You can't really grow the pie without their increased interest, various attendees agreed, but many veterans of options already like its microstructure: it has the fungibility futures don't, but without the dark pools, internalization, and suspicion that frustrates equities. So, how do you make options more popular otherwise?
I didn't exactly walk away with one "silver bullet" solution, because there isn't one. But a lot of suggestions were voiced, and unsurprisingly, many were of a technical nature.
They included standardizing the error and adjustment rules processing industry-wide, more clearing offerings for certain OTC products, and being more innovative about trade matching and crossing engines, which NYSE AMEX is doing with its new Cube auction mechanism. Then from the specialist vendors like Tradelegs and Austin's own S3, deeper analytics to help the buy side really understand how a complex spread option can—or can't—be optimally executed, and get a razorsharp handle on the 'greeks' it produces back at a portfolio level.
From the big and relatively easy, then, all the way down to very minute and mathematically complex, there is a lot still to be done—and a lot of details to be worked out. Having so much of the industry on the same page would seem a good first step.
I'm sure those conversations will continue at next year's gathering, in Miami. Whether the donkey—or talking bathroom—makes the trip remains to be seen, but that's why Austin is famously known for being "weird", and why it will be fondly remembered.
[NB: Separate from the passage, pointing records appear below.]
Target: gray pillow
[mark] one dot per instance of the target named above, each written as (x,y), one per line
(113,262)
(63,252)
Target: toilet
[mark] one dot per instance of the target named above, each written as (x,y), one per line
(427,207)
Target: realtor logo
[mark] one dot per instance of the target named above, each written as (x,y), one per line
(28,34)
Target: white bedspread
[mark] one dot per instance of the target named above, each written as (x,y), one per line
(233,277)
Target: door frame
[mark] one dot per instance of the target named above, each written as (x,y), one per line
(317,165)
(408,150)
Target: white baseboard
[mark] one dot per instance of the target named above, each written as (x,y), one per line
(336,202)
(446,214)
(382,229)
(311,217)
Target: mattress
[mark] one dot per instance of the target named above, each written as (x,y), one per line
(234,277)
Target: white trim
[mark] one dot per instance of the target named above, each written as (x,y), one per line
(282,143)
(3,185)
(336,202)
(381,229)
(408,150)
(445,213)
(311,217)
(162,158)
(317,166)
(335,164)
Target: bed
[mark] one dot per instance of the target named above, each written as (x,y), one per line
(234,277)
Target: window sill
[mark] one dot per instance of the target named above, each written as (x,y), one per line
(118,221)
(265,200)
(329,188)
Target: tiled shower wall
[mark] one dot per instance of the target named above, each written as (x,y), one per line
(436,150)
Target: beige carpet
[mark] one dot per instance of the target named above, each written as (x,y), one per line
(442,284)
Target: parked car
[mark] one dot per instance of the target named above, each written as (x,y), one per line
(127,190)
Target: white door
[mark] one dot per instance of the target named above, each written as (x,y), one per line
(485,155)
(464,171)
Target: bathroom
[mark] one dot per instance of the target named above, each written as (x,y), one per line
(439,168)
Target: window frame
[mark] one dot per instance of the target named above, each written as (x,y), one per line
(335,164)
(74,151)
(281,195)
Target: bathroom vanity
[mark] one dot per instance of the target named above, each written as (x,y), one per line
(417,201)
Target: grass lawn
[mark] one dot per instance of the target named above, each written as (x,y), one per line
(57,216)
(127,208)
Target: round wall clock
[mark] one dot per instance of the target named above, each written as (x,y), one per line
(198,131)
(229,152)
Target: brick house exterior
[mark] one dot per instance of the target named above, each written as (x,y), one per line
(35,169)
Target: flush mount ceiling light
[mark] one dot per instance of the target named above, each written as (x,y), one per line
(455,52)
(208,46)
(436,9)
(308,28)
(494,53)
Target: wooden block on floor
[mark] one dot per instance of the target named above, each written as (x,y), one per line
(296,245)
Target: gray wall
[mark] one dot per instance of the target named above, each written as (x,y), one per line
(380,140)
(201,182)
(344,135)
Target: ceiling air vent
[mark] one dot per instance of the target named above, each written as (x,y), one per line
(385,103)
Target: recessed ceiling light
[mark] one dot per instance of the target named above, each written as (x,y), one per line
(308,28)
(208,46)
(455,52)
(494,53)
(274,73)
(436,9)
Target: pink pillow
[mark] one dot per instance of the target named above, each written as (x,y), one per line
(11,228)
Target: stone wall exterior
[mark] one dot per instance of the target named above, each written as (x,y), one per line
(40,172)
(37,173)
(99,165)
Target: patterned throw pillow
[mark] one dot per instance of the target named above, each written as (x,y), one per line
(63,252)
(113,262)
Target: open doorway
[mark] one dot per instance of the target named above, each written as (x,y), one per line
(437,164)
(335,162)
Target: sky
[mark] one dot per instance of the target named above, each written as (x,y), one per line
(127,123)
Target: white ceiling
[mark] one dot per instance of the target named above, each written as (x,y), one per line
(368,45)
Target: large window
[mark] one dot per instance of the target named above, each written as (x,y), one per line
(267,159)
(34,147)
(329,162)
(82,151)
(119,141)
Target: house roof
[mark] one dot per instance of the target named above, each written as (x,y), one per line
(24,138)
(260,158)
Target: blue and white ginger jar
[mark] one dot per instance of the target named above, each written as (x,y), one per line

Speaking of Unique Buy Sides
Staying in the Lone Star State—and on the topic of education—for just a minute longer, it's also worth previewing an upcoming cover profile for Waters, which will take an in-depth look at the University of Texas's $32.6 billion endowment manager, Utimco, and its chief technologist, Uche Abalogu.
Mr. Abalogu, whose background includes stints at Goldman Sachs and a New York-based hedge fund, had a lot to say—about the burgeoning data requirements at a highly diversified endowment like his, the industry's efforts at better meeting them, as well as his newly-adopted state—and it is indicative of the way technology has moved upstream on the buy side that Utimco will be Waters' first profile of a public investor.
I look forward to telling his story.